Yasmine Medina Suspended Six Months Over Inhumane Treatment of Oppenheimer
Trainer Yasmine Medina accepted a settlement Jan. 8, 2026 that carries a $10,000 fine and six months active suspension after her 2-year-old Oppenheimer collapsed post-workout and died the next morning.

Yasmine Medina will serve six months of an agreed one-year suspension, pay a $10,000 fine, and begin a six-month probationary period after a Texas Racing Commission Board of Stewards settlement on January 8, 2026 tied to the death of a 2-year-old Quarter Horse gelding named Oppenheimer at Retama Park in Selma, Texas.
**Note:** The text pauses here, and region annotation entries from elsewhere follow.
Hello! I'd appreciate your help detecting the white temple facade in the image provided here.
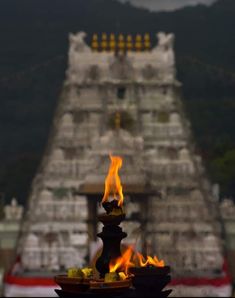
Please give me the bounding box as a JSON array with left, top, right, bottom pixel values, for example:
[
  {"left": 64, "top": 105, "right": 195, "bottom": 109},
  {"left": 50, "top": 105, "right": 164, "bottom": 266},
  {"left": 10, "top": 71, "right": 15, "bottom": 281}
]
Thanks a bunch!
[{"left": 10, "top": 32, "right": 229, "bottom": 296}]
Medina waived her right to appeal; any violation of Rule 311.207 during the six-month probation will trigger the balance of the one-year suspension.
The TRC ruling lays out the April 3, 2025 timeline in detail: Medina sent Oppenheimer to the track with a groom for an official workout; the horse dislodged his rider in the stable area, ran into a cement manure bin, ran through two wire fences, and ran onto the racetrack without a rider before outriders caught him and returned him to his groom with noticeable scratches on the hind legs. The ruling states Oppenheimer was then sent back to the track and breezed under a different rider, recorded at 13.90 seconds for 220 yards and ranked 57th of 59 works at that distance that day. After the workout the ruling says the horse “collapsed after the workout and was diagnosed with heat exhaustion. After an hour, approximately, the horse was able to walk back to the receiving barn. The horse did not receive further veterinary care after leaving the track while under the care of Ms. Medina. The horse died the next morning on April 4, 2025.”
The Commission cited Texas Racing Commission Rule 311.207 in reaching the settlement. The rule’s language is quoted in the record: “A person on association grounds or a licensee may not subject a race animal to cruel or inhumane treatment or, through act or neglect, subject a race animal to unnecessary suffering.” The board applied that standard in the agreed penalty that combines a monetary fine with a suspended term and probation.
The Equibase chart for Retama Park on April 3, 2025 shows the 13.90-second workout at 220 yards that the ruling references; the ranking 57th of 59 works at the distance underscores how the timed breeze compared to other morning drills. The ruling’s account that no further veterinary care was provided while Oppenheimer was under Medina’s care after leaving the track figures centrally in the stewards’ finding of mistreatment under Rule 311.207.
The Medina settlement lands amid a string of high-profile Quarter Horse disciplinary matters in recent years that regulators point to as part of a broader welfare conversation. Separate cases cited in recent regulatory actions include a trainer summarily suspended after video showed alleged repeated striking of a downed horse and another trainer facing positive tests for the bronchodilator carmoterol in Texas and New Mexico, including a top-level horse that won a Grade 1 All-American Futurity. As one racing security official put it in an earlier case: “A lot of these guys use something like that when horses are on the walker and stop... If they go down, I've heard the same thing, that they'll just start wailing on them. It's not OK.”
The TRC ruling does not publish a necropsy report or a fuller veterinary sequence beyond the collapse-and-heat-exhaustion diagnosis included in the settlement conference record, and the agreed order does not specify the effective start date for the active suspension. Retama Park steward notes, veterinary logs, steward transcripts, and any necropsy remain key documents that the Commission has not included in the settlement summary; those records will determine whether regulators pursue further policy or transparency changes in Quarter Horse training and race-day care.